Speaking Sept. 13 at the Bank of America–Merrill Lynch Communications, Media & Entertainment Conference in Beverly Hills, Calif., Doyle said Netflix’s troubles with broadband infrastructure, credit card payments and other issues in Latin America underscore the challenges of the region.
Netflix recently revealed reaching 1 million subs in Latin America — a tally that trails its service in Canada and matches the subscription video-on-demand pioneer’s most-recent foray into the United Kingdom and Ireland in January.
Doyle called Netflix a “non-event” thus far in regards to being a viable competitor to satellite TV in Latin America.
“With the relationships we have with local content owners, [our CEO] feels like we have a much better product than Netflix has right now,” Doyle said, adding that the dearth of broadband penetration in the region won’t be solved in the near term.

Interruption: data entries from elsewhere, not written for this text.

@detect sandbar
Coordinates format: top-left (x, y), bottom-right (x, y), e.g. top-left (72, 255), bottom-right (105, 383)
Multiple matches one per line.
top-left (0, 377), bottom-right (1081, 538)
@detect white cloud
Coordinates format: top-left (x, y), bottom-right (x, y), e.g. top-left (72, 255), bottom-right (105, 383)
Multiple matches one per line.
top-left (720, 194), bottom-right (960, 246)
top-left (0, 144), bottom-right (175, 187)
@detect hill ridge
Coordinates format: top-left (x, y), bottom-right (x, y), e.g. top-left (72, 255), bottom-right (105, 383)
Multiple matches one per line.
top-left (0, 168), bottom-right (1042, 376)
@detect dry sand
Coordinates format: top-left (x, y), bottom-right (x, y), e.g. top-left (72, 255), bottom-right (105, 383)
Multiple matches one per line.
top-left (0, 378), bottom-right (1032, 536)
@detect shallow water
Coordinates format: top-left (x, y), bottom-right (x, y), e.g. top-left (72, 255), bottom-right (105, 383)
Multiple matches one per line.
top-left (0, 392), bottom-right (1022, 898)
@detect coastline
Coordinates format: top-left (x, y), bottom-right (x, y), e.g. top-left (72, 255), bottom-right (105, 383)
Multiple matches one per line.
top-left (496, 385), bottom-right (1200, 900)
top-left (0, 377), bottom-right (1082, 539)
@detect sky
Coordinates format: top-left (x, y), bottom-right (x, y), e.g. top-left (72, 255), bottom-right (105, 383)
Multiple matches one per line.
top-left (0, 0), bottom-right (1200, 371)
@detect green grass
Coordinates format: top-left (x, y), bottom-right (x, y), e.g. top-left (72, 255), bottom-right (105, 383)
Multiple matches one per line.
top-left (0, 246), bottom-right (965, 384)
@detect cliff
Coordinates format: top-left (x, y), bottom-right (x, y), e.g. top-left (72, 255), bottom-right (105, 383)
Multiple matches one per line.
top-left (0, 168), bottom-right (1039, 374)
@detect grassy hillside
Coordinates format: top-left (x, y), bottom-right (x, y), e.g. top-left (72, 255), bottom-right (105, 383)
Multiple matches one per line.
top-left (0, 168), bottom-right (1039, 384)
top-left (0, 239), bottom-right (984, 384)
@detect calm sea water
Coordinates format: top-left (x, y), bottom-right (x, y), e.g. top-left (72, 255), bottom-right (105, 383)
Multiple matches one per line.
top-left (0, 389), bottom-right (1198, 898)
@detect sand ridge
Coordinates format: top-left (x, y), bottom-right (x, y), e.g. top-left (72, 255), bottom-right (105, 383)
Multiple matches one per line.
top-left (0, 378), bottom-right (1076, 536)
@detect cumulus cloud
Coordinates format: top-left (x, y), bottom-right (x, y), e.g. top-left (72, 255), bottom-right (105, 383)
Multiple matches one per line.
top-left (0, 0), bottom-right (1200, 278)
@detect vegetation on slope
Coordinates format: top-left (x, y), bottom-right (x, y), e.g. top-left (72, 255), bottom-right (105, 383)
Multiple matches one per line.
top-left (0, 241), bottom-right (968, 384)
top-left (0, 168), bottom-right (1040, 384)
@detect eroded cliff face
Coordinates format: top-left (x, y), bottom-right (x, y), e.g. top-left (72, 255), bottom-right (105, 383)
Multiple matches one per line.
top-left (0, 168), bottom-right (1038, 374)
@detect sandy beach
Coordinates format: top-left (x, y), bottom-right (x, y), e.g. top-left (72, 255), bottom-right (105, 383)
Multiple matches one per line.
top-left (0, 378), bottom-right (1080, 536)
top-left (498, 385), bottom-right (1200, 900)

The CFO said DirecTV has superior content license deals with studios and local media holders — a reality he said stymies outside competitors even as strong as Netflix — from entering the market. DirecTV also recently launched an on-demand movie service that allows subs the ability to watch new releases via satellite or over the Internet.
Indeed, while the average monthly revenue per Latin America subscriber for DirecTV tops $57 compared to around $8 for Netflix, DirecTV offers lower cost bundles of TV programming, sports and movies in Spanish priced from $4.99 a month. Netflix does not carry live sports programming.
“We don’t feel like [Netflix] would be a threat, even if they had gotten off to a good start and had great content,” Doyle said.
Meanwhile, the CFO said DirecTV would be willing to consider a merger with No. 2 satellite operator Dish Network if the regulatory environment was conducive. Dish chairman Charlie Ergen had floated the idea if the Federal Communications Commission approved the proposed merger between AT&T and T-Mobile. The FCC denied that merger.
“We were certainly hoping for some clarity on the AT&T-T-Mobile deal,” Doyle said. “Obviously, we didn’t get the clarity that we were looking for.”
He said there is a lot of value to the consumer and corporate synergies of a combination between Dish and DirecTV. Both companies have primarily focused on delivering multichannel video content to subs, with DirecTV co-opting with Verizon’s FiOS TV and AT&T’s U-verse for telecommunications subs.
Indeed, about 3 million DirecTV households have broadband connectivity through a third party, with 4 million projected by 2013, Doyle said, adding that the service is comfortable using somebody else’s pipe for its customers’ high-speed Internet needs.
“We’ll see how the elections turn out and if that changes people’s views [regarding a merger],” Doyle said. “That’s a combination that would be good for the consumer and should get done. We would be interested in that opportunity if it was achievable.”